Auf die Frage, wie sie die wachsende Unterstützung für die NATO-Mitgliedschaft sowohl in Schweden als auch in Finnland einschätzen, waren sich die Politikerinnen einig, dass die Situation in der Ukraine die öffentliche Meinung in den beiden nordischen Ländern verändert habe. [EPA-EFE / Fredrik Persson]

Finanzministerin Magdalena Andersson hat zusätzliche Zeit erhalten, um im Parlament Unterstützung für die Bildung einer Regierung zu finden. Parlamentspräsident Andreas Norlén hat eine Verlängerung bis zum 22. November mittags gewährt.

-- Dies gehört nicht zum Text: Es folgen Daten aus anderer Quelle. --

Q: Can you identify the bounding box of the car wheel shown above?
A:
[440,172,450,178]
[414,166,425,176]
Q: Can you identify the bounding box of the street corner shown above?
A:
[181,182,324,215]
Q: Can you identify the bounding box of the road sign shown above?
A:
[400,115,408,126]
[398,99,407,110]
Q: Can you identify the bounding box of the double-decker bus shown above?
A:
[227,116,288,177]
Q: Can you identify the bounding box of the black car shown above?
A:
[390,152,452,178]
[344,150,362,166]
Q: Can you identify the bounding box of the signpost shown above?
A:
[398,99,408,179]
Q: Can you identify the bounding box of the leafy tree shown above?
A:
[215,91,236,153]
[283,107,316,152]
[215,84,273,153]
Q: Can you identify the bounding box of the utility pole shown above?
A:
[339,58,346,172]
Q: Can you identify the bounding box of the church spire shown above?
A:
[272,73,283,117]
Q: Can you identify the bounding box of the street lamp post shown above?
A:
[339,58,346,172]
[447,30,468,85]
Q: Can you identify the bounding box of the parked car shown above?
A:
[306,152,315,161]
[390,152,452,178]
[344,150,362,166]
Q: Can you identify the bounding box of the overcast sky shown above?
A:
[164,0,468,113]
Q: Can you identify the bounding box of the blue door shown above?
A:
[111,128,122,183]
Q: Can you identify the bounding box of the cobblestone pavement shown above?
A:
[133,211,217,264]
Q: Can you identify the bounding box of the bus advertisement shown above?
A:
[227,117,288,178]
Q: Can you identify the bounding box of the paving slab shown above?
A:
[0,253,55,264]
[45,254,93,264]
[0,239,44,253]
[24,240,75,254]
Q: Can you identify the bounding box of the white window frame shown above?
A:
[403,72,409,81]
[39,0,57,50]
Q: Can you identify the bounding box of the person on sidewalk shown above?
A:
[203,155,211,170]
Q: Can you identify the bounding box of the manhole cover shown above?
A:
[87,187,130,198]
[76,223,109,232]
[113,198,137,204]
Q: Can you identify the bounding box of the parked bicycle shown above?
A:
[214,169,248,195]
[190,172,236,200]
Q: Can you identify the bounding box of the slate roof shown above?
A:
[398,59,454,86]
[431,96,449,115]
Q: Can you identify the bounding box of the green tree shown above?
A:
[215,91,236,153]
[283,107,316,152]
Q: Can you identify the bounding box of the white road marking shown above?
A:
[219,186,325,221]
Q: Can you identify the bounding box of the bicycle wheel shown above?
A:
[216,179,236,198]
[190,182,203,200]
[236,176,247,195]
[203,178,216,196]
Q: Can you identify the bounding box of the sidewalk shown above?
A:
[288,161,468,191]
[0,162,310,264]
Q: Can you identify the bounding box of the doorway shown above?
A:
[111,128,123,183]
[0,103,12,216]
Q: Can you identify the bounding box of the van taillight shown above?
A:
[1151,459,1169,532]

Magdalena Andersson hat letzte Woche den Vorsitz der Sozialdemokratischen Partei von Stefan Löfven übernommen. Um die bisherige Minderheitskoalition mit den Grünen fortzusetzen und die erste Ministerpräsidentin des Landes zu werden, bräuchte sie auch die stille Unterstützung zweier kleiner Oppositionsparteien, um mit dem 349 Sitze zählenden Parlament zu regieren.

Die Grünen sind bereit, weiter mitzuregieren, und Frau Andersson hat sich die Unterstützung der oppositionellen Zentrumspartei gesichert.

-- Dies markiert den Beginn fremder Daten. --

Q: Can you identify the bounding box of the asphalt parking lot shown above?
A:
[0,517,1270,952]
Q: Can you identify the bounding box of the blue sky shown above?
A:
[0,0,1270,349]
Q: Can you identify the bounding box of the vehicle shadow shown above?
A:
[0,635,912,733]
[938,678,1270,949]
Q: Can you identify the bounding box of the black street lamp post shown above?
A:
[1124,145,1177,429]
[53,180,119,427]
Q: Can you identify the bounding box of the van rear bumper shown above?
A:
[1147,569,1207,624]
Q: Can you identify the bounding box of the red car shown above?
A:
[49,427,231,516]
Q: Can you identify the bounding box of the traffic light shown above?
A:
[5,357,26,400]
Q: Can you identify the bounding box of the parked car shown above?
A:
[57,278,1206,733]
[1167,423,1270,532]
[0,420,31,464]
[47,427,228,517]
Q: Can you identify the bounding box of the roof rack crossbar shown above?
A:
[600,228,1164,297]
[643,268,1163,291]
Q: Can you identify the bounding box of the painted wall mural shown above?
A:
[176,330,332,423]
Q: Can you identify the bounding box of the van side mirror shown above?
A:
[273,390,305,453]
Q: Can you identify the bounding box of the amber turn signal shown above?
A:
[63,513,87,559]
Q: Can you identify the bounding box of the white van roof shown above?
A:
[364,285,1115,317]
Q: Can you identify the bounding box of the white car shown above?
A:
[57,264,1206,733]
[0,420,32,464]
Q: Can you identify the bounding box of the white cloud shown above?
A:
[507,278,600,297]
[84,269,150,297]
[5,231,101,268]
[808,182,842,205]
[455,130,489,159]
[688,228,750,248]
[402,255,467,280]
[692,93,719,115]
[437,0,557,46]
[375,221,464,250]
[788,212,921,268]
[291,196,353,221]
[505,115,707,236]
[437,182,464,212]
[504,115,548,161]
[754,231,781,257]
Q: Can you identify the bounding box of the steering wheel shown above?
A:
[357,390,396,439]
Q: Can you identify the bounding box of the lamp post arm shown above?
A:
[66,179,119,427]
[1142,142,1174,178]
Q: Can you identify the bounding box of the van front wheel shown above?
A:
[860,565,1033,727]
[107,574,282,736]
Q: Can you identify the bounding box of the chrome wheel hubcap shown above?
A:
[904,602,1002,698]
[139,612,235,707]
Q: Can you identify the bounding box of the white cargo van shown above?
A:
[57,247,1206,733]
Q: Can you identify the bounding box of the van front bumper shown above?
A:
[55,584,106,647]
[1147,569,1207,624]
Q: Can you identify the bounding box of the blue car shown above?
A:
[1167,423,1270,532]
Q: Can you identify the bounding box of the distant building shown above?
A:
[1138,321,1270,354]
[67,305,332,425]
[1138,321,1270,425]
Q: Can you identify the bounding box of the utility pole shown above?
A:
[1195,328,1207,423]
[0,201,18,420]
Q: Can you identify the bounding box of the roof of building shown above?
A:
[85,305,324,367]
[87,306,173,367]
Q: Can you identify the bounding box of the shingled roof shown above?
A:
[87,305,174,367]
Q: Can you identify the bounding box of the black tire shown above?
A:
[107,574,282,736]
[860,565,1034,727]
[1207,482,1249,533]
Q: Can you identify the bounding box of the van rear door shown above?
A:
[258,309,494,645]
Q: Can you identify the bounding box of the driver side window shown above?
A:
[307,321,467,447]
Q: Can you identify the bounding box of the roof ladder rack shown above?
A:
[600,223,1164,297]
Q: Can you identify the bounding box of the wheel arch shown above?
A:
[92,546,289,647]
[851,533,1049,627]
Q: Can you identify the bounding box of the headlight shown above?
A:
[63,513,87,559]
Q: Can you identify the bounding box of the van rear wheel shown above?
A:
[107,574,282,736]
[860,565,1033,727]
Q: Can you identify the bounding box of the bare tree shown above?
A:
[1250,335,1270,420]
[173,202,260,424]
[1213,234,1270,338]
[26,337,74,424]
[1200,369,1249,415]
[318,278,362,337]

Mit der Linkspartei wird derzeit verhandelt, und eine Einigung scheint sehr wahrscheinlich. Auf der Website der Linkspartei heißt es: „Das Land braucht keine weiteren Regierungskrisen, und die Partei hat sich auf konstruktive Gespräche mit Magdalena Andersson eingelassen“. Der Schwerpunkt der Partei liegt auf der Verbesserung des Lebens der Rentner:innen.

Die Nachrichtenagentur Associated Press, die die Entwicklungen ebenfalls verfolgt hat, zitiert den Vorsitzenden der Linkspartei, Mehrnoosh „Nooshi“ Dadgostar, mit den Worten, die Gespräche seien „in guter Stimmung“ fortgesetzt worden.

In Schweden ist die politische Landkarte, die früher in klare linke und rechte Blöcke unterteilt war, in den letzten zehn Jahren zersplittert. Dies gilt insbesondere für die rechte Seite, wo eine Zusammenarbeit mit der populistischen Partei der Schwedendemokraten auf starke Ablehnung stößt. Folglich ist die Bildung einer rechten Regierung schwierig, wenn nicht sogar unmöglich geworden.